Supplementing diets with live insects will result in birds producing more eggs, trials run by the company and the University of Bristol have shown.

Furthermore, foraging for the larvae in feed stimulates natural pecking behaviour, resulting in is less feather pecking and fewer floor eggs.

“We’ve seen some great welfare benefits, such as improved gut health, reduced stress, and higher activity,” says Mr Fotiadis.

© Debbie James

The reduction in “seconds” observed in the company’s trials is most likely linked to the behaviour of hens when they are fed live insects in the sheds.

“It seems you can train hens not to lay where they forage for insects,” says Mr Fotiadis.

“Even if the larvae are introduced once a day, the hens often forage for hours more, which makes it harder to see the scratch yard as a suitable nesting area.”

The company has also tracked a 3% increase in shell strength because the maggots are a rich source of calcium.

Insect farm agreement

Since launching the X1 in 2020, Better Origin has supplied the containers to operate under commercial partnerships.

The company doesn’t sell the systems, but deploys and operates them remotely, Fotis Fotiadis of Better Origin explains.

“The farmer pays a monthly subscription that covers the delivery of larvae, software, and Better Origin remote support and maintenance,” he says.

The price for this service depends on the size of the system and of the farm, while the running cost will depend on the feedstock used.

The other associated running costs are the power required – approximately 30kW a day – and water, between 20 and 200 litres/day, again depending on the liquid fraction of the feedstock.

“Once we factor in the welfare and sustainability benefits, insect feed presents itself as a great alternative to conventional feeds, especially soy,” says Mr Fotiadis.

The feeding and health of the larvae are continuously monitored by Overmind, Better Origin’s artificial intelligence system.

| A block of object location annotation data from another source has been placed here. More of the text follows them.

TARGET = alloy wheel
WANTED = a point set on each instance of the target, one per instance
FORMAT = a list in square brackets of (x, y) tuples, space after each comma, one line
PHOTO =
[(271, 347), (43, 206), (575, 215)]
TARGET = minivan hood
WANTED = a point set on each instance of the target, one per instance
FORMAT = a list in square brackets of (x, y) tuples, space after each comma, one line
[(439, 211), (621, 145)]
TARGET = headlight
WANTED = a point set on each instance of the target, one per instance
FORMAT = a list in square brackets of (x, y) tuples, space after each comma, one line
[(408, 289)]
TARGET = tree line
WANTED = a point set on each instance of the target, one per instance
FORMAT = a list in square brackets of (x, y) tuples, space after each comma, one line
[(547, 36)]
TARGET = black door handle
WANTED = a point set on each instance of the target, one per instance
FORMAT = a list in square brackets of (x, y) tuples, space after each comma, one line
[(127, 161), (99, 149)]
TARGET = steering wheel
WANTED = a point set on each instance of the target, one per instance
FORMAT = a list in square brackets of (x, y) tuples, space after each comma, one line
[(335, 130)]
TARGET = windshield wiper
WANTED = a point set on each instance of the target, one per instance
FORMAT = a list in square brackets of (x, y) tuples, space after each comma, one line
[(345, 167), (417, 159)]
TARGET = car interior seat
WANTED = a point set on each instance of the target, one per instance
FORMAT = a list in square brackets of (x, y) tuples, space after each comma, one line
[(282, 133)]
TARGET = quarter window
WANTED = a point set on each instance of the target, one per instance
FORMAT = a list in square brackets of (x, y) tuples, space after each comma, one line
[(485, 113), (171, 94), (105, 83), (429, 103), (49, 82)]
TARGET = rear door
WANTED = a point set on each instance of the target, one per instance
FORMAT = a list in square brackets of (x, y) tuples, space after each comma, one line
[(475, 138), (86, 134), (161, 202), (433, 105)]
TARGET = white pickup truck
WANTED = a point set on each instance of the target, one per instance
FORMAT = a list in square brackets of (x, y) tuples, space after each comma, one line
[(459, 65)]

The type of feedstock used dictates how much it costs to produce 1kg of larvae.

But the intention is not to completely replace traditional feeds – the larvae are enhancing the diet and taking the pressure off traditional sources of protein meal, says Mr Fotiadis.

“By feeding live larvae using the Better Origin system, farmers can see a profit increase of up to £1 a hen over its lifetime,” he claims.

This figure is based on the costs associated with feeding the larvae, weighed up against the benefits from improved shell strength and quality and bird health.